The goal was not palliative (comfort-focused) — it was curative. And that gamble, in this one patient, paid off.

This is a case report of a single 65-year-old woman treated at one medical center. She had radical cystectomy (bladder removal) for pure SqCC, developed two lung metastases shortly afterward, received platinum-based chemotherapy followed by immunotherapy without response, and then underwent pulmonary bilobectomy. She was followed for more than two years after surgery.

After surgery, her scans showed no remaining cancer. That complete response has held for over two years. She has not required additional treatment. Her performance status — a measure of how well a person can carry out daily activities — improved after surgery compared to where she was during chemotherapy.

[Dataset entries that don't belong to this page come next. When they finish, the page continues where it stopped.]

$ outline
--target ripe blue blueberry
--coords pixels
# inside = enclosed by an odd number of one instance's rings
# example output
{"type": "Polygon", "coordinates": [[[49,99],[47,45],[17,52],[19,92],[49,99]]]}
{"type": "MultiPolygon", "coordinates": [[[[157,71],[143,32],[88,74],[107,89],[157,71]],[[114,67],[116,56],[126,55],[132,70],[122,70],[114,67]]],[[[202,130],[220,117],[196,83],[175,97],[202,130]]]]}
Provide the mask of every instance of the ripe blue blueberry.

The authors reviewed existing literature on metastasectomy for bladder cancer more broadly. Very few cases have been reported, and outcomes vary. But in carefully selected patients — those whose cancer is limited to a small number of sites and who are physically strong enough for surgery — there are hints that aggressive surgical intervention may sometimes produce durable results that drugs cannot.

That's Not the Full Story

There is no way to know, from one case, whether surgery caused the remission or whether this patient's biology would have behaved differently regardless. Survivorship reporting in oncology is vulnerable to selection bias — the cases that work are published; the ones that do not are often not.

This patient was selected for surgery precisely because her doctors believed she had a reasonable chance. Not every patient with metastatic bladder SqCC would qualify.

If you or a loved one has a rare bladder cancer that has spread and is not responding to chemotherapy or immunotherapy, this case is a reason to ask questions — not to assume surgery is an option, but to have a thorough conversation with a specialist about whether any aggressive local treatments have been considered.

Getting a second opinion at a major cancer center with experience in rare bladder cancers is worth the effort. Oncologists who see more of these rare cases are more likely to be aware of emerging, non-standard options.

A single case report cannot establish cause and effect. It cannot tell us what percentage of similar patients would benefit from surgery, what the risks are at a population level, or which patients are most likely to respond. Publication bias — the tendency for positive outcomes to be reported more than negative ones — is a real concern in rare cancer literature. This case should be seen as hypothesis-generating, not practice-changing.

The authors call for prospective studies (planned, forward-looking research rather than after-the-fact case reports) to define which patients with metastatic bladder SqCC might benefit from surgical resection of metastases. Building registries of rare bladder cancer cases across multiple medical centers would help accumulate the numbers needed to draw real conclusions. Until then, decisions will continue to be made case by case — which makes shared decision-making between patient and oncologist more important than ever.